We became looters and nomads, thrift bungalows like a rhino looking at ivory. Plucked a patchwork suit, salmon thrown from some river-scene, fabric in a basket. I was a changed man, with a change of clothes.

Combed my hair with a dried fish bone, something from the toons, but all I could imagine was 74 floors above;

glass eyeball doors on the Manhattan egg-side ran over easy when the breeze behooved like a dignitary. Mausoleum for our simple tastes, hanging gardens meant for rulers accustomed to cow-gods and polytheistic wonders on the stars. Planetarium or dinner guests who asked obvious rhetorics, like “what was ever-done with the bricks that danced off Babel?”

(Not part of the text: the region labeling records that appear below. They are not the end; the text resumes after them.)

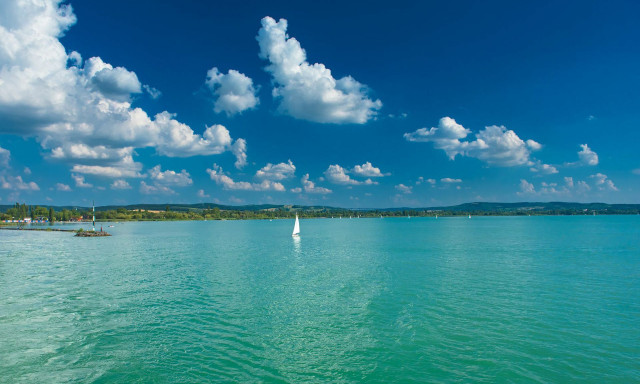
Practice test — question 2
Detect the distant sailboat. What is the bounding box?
[291,213,300,237]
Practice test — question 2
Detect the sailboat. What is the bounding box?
[291,213,300,237]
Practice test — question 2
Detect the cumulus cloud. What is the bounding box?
[517,175,596,197]
[231,139,247,169]
[84,57,142,101]
[140,181,176,195]
[0,175,40,191]
[589,173,618,191]
[71,155,143,178]
[0,0,245,177]
[518,179,536,194]
[404,117,542,167]
[205,67,260,116]
[0,147,11,167]
[324,164,378,185]
[71,175,93,188]
[148,165,193,187]
[351,161,390,177]
[578,144,599,165]
[256,160,296,181]
[564,177,574,188]
[256,16,382,124]
[300,173,333,195]
[529,160,558,175]
[395,184,413,194]
[142,84,162,100]
[207,164,285,192]
[111,179,131,189]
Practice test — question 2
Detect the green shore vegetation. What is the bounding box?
[0,203,640,223]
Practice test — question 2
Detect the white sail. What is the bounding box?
[291,213,300,236]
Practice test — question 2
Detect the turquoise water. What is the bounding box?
[0,216,640,383]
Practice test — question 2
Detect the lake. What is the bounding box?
[0,216,640,383]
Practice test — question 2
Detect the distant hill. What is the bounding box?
[0,202,640,215]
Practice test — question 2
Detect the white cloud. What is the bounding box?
[576,180,591,193]
[256,16,382,124]
[527,139,542,151]
[0,0,245,177]
[0,175,40,191]
[0,147,11,167]
[589,173,618,191]
[71,175,93,188]
[404,117,542,167]
[111,179,131,189]
[529,160,558,175]
[140,181,176,195]
[578,144,598,165]
[142,84,162,100]
[564,177,574,188]
[149,165,193,187]
[404,117,471,160]
[71,155,143,178]
[300,173,333,195]
[231,139,247,169]
[84,57,142,101]
[517,175,592,197]
[256,160,296,181]
[324,164,378,185]
[207,164,285,192]
[205,67,260,116]
[518,179,536,194]
[395,184,413,194]
[351,161,390,177]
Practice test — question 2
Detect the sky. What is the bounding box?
[0,0,640,208]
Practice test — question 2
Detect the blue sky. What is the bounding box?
[0,0,640,207]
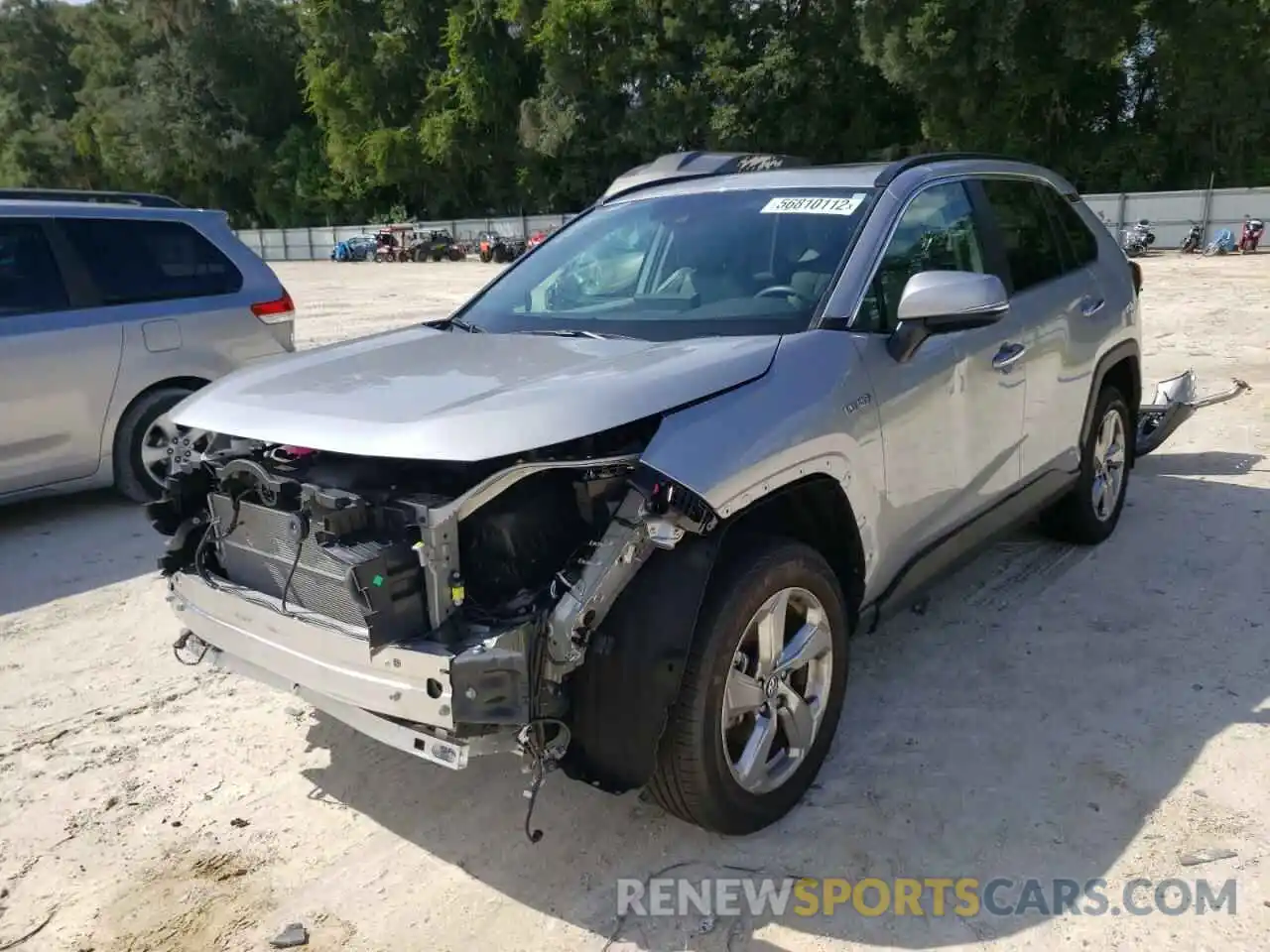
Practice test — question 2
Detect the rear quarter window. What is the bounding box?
[1042,185,1098,268]
[59,218,242,304]
[0,218,69,317]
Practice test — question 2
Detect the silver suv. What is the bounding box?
[150,153,1176,838]
[0,189,295,504]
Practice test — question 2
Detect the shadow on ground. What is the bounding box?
[0,491,155,616]
[306,472,1270,949]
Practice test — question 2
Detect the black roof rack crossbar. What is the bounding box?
[874,153,1020,187]
[598,153,811,204]
[0,187,186,208]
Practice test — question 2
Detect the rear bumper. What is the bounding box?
[169,572,514,770]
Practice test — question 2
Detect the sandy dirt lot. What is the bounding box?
[0,255,1270,952]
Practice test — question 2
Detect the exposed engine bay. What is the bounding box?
[147,420,715,842]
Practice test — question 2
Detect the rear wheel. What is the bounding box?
[1042,386,1134,545]
[114,387,208,503]
[649,538,848,835]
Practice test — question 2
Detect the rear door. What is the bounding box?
[58,216,291,373]
[851,180,1025,576]
[0,218,123,495]
[980,177,1106,481]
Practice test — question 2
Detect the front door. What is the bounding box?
[0,218,123,495]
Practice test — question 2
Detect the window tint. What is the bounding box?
[462,187,870,340]
[59,218,242,304]
[0,218,69,317]
[1042,185,1098,271]
[983,178,1066,294]
[852,181,985,334]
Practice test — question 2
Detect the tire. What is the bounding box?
[648,536,849,835]
[1042,385,1135,545]
[114,387,196,503]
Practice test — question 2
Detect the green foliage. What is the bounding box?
[0,0,1270,227]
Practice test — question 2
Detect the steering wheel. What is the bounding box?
[754,285,816,304]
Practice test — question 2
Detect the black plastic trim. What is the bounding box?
[1080,337,1142,454]
[874,153,1026,187]
[0,187,186,208]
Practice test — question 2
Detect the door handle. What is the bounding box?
[1080,298,1106,317]
[992,344,1028,372]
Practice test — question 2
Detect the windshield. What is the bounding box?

So, we boarded the steam, elevator, John Doe and his Doe-eyed wife,

stepped onto the phoenix-nest balcony, jaws, plummeting 74 floors. Sultans, Tsars, Rich-men with monocles…they could not afford this.

The act of purchase the size of Louisiana–doubled over.

Copy/paste…a couple states lifted from their present state and presented stately–to the hand-or-wagon lot of hobos,

the poor date and I, on the upper East-side.

“Yes, we are millionaires.” I choked like Tarzan pointing at Jane. Yes we are millionaires, just a loan or two away.